Gender Cop Dowd’s Plagiarism Kerfluffle


This revelation of Dowd's thoughtless use of words is far from new. She's been a perennial thorn in the side of feminists and everyone who would like to move beyond Mad Men-era perceptions of gender.


Bloggers are busy exploring what the Maureen Dowd plagiarism
mini-scandal (she lifted a paragraph from prominent liberal blogger
Josh Marshall and offered a half-hearted apology) means in terms of the
relationship between mainstream and online media.

Beyond those ramifications, it’s important to remember that this
revelation of Dowd’s thoughtless use of words is far from new.
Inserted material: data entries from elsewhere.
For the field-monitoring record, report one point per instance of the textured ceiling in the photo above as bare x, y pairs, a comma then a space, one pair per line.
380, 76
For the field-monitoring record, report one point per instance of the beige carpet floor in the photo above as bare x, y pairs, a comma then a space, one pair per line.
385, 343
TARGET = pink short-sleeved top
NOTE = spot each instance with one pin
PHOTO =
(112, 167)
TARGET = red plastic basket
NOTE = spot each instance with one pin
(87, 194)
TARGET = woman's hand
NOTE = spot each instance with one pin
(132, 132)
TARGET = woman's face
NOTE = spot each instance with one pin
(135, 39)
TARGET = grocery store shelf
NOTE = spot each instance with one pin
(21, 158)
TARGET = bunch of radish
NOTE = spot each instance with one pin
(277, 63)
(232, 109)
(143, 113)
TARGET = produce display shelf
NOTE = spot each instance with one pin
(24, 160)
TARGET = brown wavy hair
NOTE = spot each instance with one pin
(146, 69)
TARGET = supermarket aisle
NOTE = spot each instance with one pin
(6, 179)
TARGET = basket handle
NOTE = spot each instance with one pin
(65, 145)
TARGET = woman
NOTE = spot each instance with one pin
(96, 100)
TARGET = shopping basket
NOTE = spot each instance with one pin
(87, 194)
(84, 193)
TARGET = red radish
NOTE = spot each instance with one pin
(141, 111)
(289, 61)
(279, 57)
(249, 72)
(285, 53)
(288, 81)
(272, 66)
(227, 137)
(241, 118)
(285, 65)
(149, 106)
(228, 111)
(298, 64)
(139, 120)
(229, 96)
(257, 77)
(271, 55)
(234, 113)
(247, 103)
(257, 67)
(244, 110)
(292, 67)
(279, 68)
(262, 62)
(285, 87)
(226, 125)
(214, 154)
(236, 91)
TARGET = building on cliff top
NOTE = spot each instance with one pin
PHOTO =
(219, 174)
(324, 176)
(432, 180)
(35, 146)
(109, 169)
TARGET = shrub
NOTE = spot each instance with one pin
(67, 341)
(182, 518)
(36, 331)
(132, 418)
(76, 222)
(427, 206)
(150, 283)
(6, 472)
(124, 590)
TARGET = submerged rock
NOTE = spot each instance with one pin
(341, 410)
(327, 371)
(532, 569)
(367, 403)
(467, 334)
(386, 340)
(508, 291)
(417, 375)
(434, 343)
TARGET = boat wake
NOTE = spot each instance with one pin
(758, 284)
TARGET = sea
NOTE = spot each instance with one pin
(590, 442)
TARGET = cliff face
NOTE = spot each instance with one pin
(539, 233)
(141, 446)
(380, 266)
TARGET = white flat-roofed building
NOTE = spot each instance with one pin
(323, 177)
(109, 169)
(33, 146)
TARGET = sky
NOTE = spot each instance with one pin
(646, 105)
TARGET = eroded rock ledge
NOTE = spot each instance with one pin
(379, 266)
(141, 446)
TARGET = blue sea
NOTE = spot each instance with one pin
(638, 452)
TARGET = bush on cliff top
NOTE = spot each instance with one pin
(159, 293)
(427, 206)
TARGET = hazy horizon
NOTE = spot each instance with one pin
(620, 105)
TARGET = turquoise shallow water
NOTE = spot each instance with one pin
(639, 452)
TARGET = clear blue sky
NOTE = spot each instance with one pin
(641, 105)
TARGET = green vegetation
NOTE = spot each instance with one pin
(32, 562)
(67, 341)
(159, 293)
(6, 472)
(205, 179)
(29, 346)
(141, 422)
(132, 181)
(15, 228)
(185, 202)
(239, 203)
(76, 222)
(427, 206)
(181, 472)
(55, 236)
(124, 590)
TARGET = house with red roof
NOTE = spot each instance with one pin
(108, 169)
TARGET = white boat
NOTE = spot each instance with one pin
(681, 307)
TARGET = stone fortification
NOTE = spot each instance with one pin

She’s been
a perennial thorn in the side of feminists and everyone who would like to move beyond Mad Men-era
perceptions of gender. Over the years, hers has been the loudest voice
of the gender-role police in political media: Media Matters studied her
columns
and found dozens of examples of Dowd crying foul over candidates supposedly leaving their masculine and
feminine spheres.

Dowd has tossed those stereotypes out to the New York Times-reading
public with impunity. She’s particuarly fond of hurling them at male
cadidates, often Democrats, who show compassion or sensitivity; she
said Al Gore was "practically lactating," called John Edwards the
"Breck Girl" and coined the name "Obambi" for Obama. Dowd has also
attacked women whom she sees as not being feminine or retiring enough.
She lashed out at Michelle Obama when it was vogue to do so, worrying
that it was inappropriate for a candidate’s wife to tease her husband, and
her attacks against Hillary Clinton  ("the debate dominatrix") have been endlessly vicious.
Bloggers Digby, Somerby
and Glenn Greenwald have skewered Dowd’s use of schoolyard gender insults in her columns —  describing her
as an acceptable ambassador of an Ann Coulter-esque philosophy.

Dowd’s sharp wit is occasionally leveled to speak truth to power, but too rarely. Perhaps this growing flap over her careless, possibly craven use of
someone else’s words and ideas
will cause her to exercise caution when
making blanket statements. Otherwise, the New York Times should find
another strong female voice, one which doesn’t so consistently fall
back on juvenile, misogynist name-calling and sloppy sourcing.